Standardised Internal Processes for Financial Institutions in Monitoring and Handling Potential Anti-money Laundering Cases
Prime Minister's OfficeSpeakers
Summary
This question concerns Ms Sylvia Lim’s inquiry on whether the new Anti-Money Laundering (AML) department will standardize internal processes and how the Enforcement Department’s functions will be strengthened. Minister Tharman Shanmugaratnam clarified that standardizing AML frameworks is unfeasible due to varying institutional risk profiles, though the AML department will consolidate resources to enhance supervisory compliance. He stated that the Enforcement Department will expand its investigative scope to include the banking and insurance sectors, utilizing data analytics to identify market misconduct and serious regulatory lapses. The department will aggregate cross-sector information to anticipate risks and tackle evolving money laundering threats through enhanced market surveillance and coordination with supervisors. Minister Tharman Shanmugaratnam emphasized that MAS will take swift action and publicize sanctions against errant institutions to deter unethical behavior and maintain the integrity of the financial sector.
Transcript
69 Ms Sylvia Lim asked the Prime Minister (a) whether the recently-announced dedicated Anti-Money Laundering (AML) department within MAS will standardise internal processes in all financial institutions with regard to monitoring and handling potential AML cases; and (b) in what ways will the enforcement functions of the new Enforcement Department be strengthened and how will these differ from past practice.

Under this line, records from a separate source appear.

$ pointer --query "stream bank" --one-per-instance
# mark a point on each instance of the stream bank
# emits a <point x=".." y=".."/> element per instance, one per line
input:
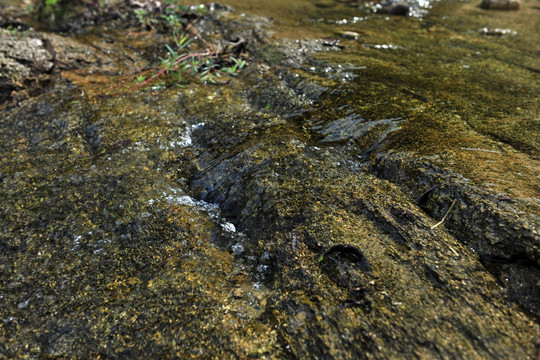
<point x="197" y="222"/>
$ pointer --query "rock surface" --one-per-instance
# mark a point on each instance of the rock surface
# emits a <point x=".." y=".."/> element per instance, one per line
<point x="204" y="221"/>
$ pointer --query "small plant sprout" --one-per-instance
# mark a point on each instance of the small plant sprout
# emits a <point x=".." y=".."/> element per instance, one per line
<point x="211" y="62"/>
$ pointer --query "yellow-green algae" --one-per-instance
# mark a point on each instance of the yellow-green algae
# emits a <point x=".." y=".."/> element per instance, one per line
<point x="99" y="262"/>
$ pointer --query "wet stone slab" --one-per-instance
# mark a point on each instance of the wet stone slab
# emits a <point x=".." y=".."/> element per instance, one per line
<point x="293" y="212"/>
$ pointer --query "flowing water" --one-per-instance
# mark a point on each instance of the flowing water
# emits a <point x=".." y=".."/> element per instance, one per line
<point x="281" y="215"/>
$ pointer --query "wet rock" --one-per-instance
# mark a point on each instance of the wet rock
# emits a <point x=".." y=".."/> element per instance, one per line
<point x="501" y="4"/>
<point x="26" y="65"/>
<point x="507" y="241"/>
<point x="400" y="9"/>
<point x="347" y="34"/>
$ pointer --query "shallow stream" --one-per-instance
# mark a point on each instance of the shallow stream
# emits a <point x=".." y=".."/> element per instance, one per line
<point x="366" y="188"/>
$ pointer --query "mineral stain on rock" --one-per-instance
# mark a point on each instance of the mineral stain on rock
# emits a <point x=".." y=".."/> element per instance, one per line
<point x="188" y="222"/>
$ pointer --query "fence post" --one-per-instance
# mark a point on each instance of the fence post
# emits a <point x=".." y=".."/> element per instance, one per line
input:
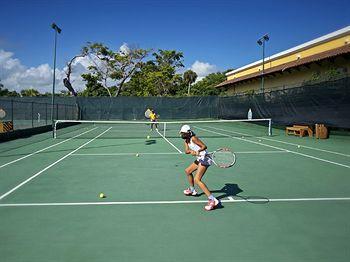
<point x="12" y="111"/>
<point x="46" y="114"/>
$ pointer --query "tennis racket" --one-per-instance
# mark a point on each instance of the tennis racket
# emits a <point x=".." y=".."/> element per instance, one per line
<point x="223" y="157"/>
<point x="2" y="113"/>
<point x="148" y="113"/>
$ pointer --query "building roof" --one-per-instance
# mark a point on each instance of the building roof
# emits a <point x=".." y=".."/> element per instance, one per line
<point x="302" y="61"/>
<point x="317" y="41"/>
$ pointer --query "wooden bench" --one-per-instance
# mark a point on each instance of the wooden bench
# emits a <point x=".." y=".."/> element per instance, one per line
<point x="299" y="130"/>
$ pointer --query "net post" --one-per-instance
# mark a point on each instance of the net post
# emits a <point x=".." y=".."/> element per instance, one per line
<point x="12" y="117"/>
<point x="46" y="113"/>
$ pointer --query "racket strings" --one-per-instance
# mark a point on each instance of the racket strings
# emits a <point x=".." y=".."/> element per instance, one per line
<point x="223" y="158"/>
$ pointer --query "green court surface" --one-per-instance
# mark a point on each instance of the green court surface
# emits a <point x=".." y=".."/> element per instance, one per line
<point x="286" y="198"/>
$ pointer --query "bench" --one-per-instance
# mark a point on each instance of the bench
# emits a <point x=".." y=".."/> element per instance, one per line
<point x="299" y="130"/>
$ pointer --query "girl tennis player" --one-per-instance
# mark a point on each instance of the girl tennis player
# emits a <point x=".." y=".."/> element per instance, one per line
<point x="195" y="147"/>
<point x="153" y="118"/>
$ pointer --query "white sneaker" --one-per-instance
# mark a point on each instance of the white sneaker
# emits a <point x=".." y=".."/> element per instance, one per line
<point x="189" y="192"/>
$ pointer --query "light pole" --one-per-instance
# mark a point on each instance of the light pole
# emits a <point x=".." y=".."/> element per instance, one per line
<point x="261" y="41"/>
<point x="57" y="30"/>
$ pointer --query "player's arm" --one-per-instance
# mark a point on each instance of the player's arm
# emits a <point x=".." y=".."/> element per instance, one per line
<point x="199" y="142"/>
<point x="188" y="150"/>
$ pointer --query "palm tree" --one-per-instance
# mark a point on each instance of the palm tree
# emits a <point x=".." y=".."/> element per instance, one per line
<point x="29" y="92"/>
<point x="189" y="78"/>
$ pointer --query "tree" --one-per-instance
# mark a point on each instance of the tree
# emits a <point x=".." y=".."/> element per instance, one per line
<point x="6" y="92"/>
<point x="207" y="86"/>
<point x="30" y="92"/>
<point x="93" y="87"/>
<point x="189" y="78"/>
<point x="157" y="77"/>
<point x="112" y="70"/>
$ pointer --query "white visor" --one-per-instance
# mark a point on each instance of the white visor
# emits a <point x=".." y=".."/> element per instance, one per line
<point x="185" y="129"/>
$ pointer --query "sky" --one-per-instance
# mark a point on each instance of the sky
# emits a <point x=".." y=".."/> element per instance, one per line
<point x="214" y="35"/>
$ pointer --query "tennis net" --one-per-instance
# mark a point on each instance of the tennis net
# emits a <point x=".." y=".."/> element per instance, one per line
<point x="169" y="129"/>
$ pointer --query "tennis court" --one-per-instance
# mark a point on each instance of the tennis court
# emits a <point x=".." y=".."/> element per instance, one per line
<point x="286" y="198"/>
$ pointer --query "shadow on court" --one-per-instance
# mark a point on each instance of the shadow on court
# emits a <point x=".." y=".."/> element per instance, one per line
<point x="226" y="191"/>
<point x="150" y="142"/>
<point x="70" y="149"/>
<point x="231" y="190"/>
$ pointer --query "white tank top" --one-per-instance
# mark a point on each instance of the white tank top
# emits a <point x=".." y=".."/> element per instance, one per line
<point x="193" y="146"/>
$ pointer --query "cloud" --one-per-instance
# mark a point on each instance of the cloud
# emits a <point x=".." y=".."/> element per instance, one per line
<point x="203" y="69"/>
<point x="16" y="76"/>
<point x="124" y="49"/>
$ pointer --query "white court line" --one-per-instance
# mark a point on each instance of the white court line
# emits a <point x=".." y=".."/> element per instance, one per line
<point x="309" y="147"/>
<point x="279" y="141"/>
<point x="169" y="153"/>
<point x="275" y="147"/>
<point x="46" y="168"/>
<point x="41" y="150"/>
<point x="169" y="142"/>
<point x="126" y="154"/>
<point x="174" y="202"/>
<point x="261" y="152"/>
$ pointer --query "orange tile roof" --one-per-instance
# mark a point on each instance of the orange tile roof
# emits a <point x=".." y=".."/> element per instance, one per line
<point x="303" y="61"/>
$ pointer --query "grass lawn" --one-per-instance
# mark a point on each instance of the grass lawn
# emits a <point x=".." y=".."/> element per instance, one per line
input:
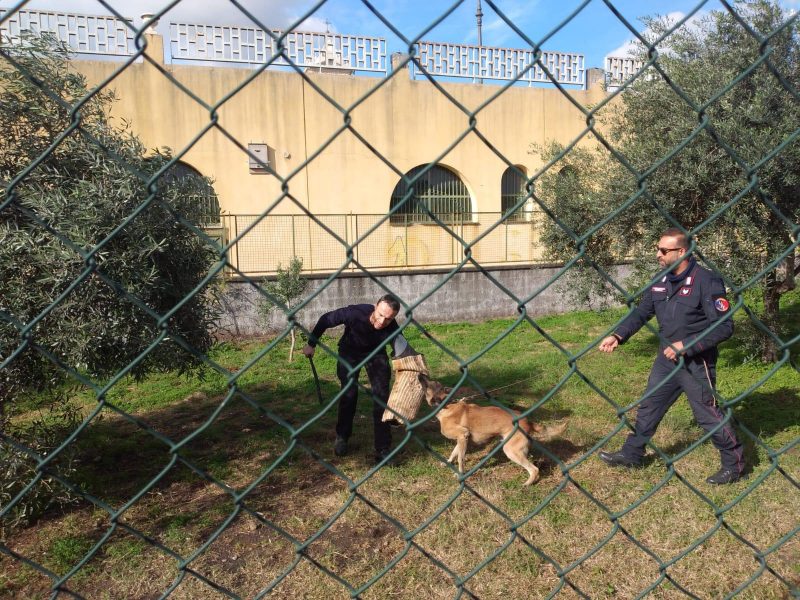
<point x="220" y="489"/>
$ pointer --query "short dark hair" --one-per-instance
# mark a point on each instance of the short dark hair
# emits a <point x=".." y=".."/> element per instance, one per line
<point x="681" y="238"/>
<point x="391" y="300"/>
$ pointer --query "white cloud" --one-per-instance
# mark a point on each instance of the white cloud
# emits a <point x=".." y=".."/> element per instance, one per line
<point x="627" y="49"/>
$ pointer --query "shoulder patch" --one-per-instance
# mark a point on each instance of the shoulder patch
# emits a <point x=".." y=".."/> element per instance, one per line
<point x="721" y="304"/>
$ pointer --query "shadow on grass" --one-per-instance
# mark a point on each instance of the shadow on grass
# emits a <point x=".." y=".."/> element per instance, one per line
<point x="118" y="458"/>
<point x="764" y="415"/>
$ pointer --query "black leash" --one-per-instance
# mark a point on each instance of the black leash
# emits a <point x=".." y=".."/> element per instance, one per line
<point x="316" y="379"/>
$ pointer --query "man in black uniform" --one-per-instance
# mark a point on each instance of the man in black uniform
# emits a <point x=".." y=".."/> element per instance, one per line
<point x="366" y="327"/>
<point x="687" y="302"/>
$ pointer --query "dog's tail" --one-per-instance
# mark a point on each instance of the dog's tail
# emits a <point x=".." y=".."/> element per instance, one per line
<point x="546" y="434"/>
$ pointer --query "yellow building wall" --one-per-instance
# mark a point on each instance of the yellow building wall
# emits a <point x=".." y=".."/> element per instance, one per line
<point x="198" y="112"/>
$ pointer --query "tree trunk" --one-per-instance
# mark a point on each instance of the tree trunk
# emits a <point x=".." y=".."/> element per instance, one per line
<point x="772" y="298"/>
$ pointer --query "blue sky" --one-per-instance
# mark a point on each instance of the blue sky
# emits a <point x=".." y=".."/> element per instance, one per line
<point x="595" y="31"/>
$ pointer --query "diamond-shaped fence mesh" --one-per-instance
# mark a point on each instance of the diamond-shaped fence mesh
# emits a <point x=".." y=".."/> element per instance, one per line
<point x="234" y="490"/>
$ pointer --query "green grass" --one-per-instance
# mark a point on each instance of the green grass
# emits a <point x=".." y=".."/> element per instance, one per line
<point x="236" y="443"/>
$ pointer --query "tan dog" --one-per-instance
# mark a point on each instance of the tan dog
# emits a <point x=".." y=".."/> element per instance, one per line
<point x="463" y="421"/>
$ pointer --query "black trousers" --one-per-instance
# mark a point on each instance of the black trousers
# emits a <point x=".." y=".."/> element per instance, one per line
<point x="697" y="379"/>
<point x="379" y="374"/>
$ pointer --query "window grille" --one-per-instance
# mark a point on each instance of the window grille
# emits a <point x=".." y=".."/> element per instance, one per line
<point x="512" y="190"/>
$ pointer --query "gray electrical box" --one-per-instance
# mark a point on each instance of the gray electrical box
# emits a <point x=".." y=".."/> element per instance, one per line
<point x="261" y="151"/>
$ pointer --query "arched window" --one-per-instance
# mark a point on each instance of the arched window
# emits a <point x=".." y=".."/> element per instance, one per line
<point x="207" y="203"/>
<point x="440" y="190"/>
<point x="512" y="190"/>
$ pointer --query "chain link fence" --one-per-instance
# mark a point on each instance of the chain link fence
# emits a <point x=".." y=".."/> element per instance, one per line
<point x="395" y="526"/>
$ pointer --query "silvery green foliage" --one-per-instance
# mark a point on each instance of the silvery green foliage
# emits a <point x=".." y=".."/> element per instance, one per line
<point x="719" y="166"/>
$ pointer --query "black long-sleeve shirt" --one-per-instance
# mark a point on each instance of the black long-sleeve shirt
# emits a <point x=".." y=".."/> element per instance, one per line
<point x="686" y="307"/>
<point x="360" y="337"/>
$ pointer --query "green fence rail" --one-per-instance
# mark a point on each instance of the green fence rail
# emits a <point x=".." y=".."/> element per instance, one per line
<point x="272" y="240"/>
<point x="371" y="531"/>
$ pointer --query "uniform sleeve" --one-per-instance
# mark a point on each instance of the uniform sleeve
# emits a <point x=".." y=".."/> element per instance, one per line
<point x="326" y="321"/>
<point x="717" y="309"/>
<point x="636" y="320"/>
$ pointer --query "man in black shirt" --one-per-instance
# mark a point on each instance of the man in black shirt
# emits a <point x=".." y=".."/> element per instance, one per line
<point x="693" y="317"/>
<point x="366" y="327"/>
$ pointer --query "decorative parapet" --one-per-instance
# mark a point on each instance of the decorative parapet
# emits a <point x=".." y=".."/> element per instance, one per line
<point x="619" y="69"/>
<point x="255" y="46"/>
<point x="441" y="59"/>
<point x="83" y="34"/>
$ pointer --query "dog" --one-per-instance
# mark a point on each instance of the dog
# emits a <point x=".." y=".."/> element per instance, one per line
<point x="463" y="421"/>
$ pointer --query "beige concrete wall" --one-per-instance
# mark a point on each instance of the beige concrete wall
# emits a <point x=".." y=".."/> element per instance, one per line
<point x="407" y="122"/>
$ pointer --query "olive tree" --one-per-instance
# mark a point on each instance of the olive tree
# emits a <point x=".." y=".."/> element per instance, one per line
<point x="100" y="262"/>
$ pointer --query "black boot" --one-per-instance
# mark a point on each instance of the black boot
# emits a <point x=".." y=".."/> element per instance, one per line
<point x="724" y="476"/>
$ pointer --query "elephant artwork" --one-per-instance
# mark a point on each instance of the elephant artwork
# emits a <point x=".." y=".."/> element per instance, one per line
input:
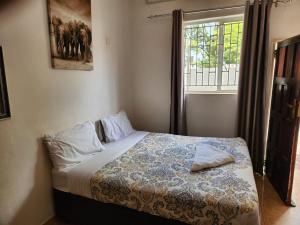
<point x="71" y="34"/>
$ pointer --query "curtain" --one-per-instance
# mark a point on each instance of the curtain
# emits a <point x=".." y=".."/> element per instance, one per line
<point x="177" y="112"/>
<point x="252" y="82"/>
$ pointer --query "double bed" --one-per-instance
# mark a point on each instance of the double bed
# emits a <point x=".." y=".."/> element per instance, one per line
<point x="145" y="178"/>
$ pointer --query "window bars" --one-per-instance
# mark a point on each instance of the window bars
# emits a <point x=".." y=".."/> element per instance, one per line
<point x="212" y="56"/>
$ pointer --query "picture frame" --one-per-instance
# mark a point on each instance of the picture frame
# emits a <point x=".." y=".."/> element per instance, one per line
<point x="70" y="34"/>
<point x="4" y="103"/>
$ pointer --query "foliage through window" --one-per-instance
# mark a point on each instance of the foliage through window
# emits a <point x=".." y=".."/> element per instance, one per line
<point x="212" y="55"/>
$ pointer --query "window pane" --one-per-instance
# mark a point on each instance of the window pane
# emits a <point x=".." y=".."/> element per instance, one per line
<point x="212" y="55"/>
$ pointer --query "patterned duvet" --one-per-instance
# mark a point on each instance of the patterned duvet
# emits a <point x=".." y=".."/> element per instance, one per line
<point x="154" y="177"/>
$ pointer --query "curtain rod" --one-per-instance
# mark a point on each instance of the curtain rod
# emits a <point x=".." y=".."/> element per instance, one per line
<point x="214" y="9"/>
<point x="197" y="11"/>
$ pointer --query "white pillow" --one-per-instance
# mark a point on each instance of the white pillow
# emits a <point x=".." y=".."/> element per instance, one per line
<point x="72" y="146"/>
<point x="116" y="127"/>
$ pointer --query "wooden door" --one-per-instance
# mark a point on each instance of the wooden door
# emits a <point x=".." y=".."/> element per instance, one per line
<point x="284" y="118"/>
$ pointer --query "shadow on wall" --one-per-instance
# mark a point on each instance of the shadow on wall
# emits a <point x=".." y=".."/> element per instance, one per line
<point x="42" y="168"/>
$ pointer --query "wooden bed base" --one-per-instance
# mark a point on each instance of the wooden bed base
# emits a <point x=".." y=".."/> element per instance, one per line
<point x="78" y="210"/>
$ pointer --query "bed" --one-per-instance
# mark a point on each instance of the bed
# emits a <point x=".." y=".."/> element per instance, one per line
<point x="145" y="179"/>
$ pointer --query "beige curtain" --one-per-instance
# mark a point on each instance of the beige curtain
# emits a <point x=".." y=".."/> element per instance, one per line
<point x="253" y="73"/>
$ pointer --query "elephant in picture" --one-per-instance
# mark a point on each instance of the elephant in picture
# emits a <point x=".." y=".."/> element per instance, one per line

Mr Tharman Shanmugaratnam (for the Prime Minister): The Monetary Authority of Singapore (MAS) has in place strict anti-money laundering and countering the financing of terrorism (AML/CFT) rules for the financial sector. They are closely aligned with international standards.
The rules require financial institutions to conduct robust "know-your-customer" (KYC) checks, monitor customers’ transactions on an ongoing basis, and file suspicious transaction reports with the Commercial Affairs Department when suspicious activities are detected. The task at hand is, therefore, not about imposing more or stricter rules, but strengthening the financial sector's implementation of existing regulatory requirements.
The recently established AML Department within MAS will consolidate and enhance our AML/CFT supervisory resources. It will provide a dedicated supervisory focus with regard to financial institutions' compliance with MAS’ AML/CFT rules and raising industry standards. This consolidated function will engage actively with the industry to share perspectives on emerging money laundering and terrorism financing risks and typologies, as well as best practices in AML/CFT controls. It will also conduct more frequent focused inspections of financial institutions identified as facing higher risks in this area. MAS will take regulatory actions against those financial institutions whose AML/CFT practices fall short of the expected standards. MAS will also make public its sanctions against persistently or egregiously errant financial institutions.
While certain responsibilities, such as robust KYC checks, are common to all financial institutions, it is not possible to standardise AML/CFT frameworks, systems and processes. This is because different financial activities and institutions vary with regard to the nature of the business and their customer bases and, consequently, face different money laundering and terrorism financing risks. The risk management systems and controls adopted by a financial institution should, therefore, be suited to its business and commensurate with its risk profile.
With a financial centre that comprises more than 1,500 financial institutions, it is not possible to prevent regulatory breaches and misconduct, even with intrusive supervision. A strong enforcement capability is, hence, necessary to investigate and take swift action where there are breaches of the law. Enforcement helps shape the behaviour of market participants, by deterring unethical behaviour and complacency.
The new Enforcement Department consolidates the current resources and expertise within MAS that is devoted to the investigation of breaches in the rules and regulations administered by MAS. The department will expand its ambit beyond capital market misconduct offences, to include the banking and insurance sectors. It will coordinate efforts with MAS supervisors in various sectors within the financial industry, to detect and investigate serious lapses or instances of misconduct.
The Enforcement Department will also aggregate and review different pools of information from across different financial sectors to anticipate risks, identify patterns and investigate potential misconduct and market abuses. The department is stepping up the use of data analytics to enhance market surveillance to help identify potential market misconduct and investigate specific offences.
Together, the new department will enhance MAS' ability to anticipate, detect and investigate serious regulatory breaches, as well as tackle money laundering and terrorist financing risks as they continue to evolve.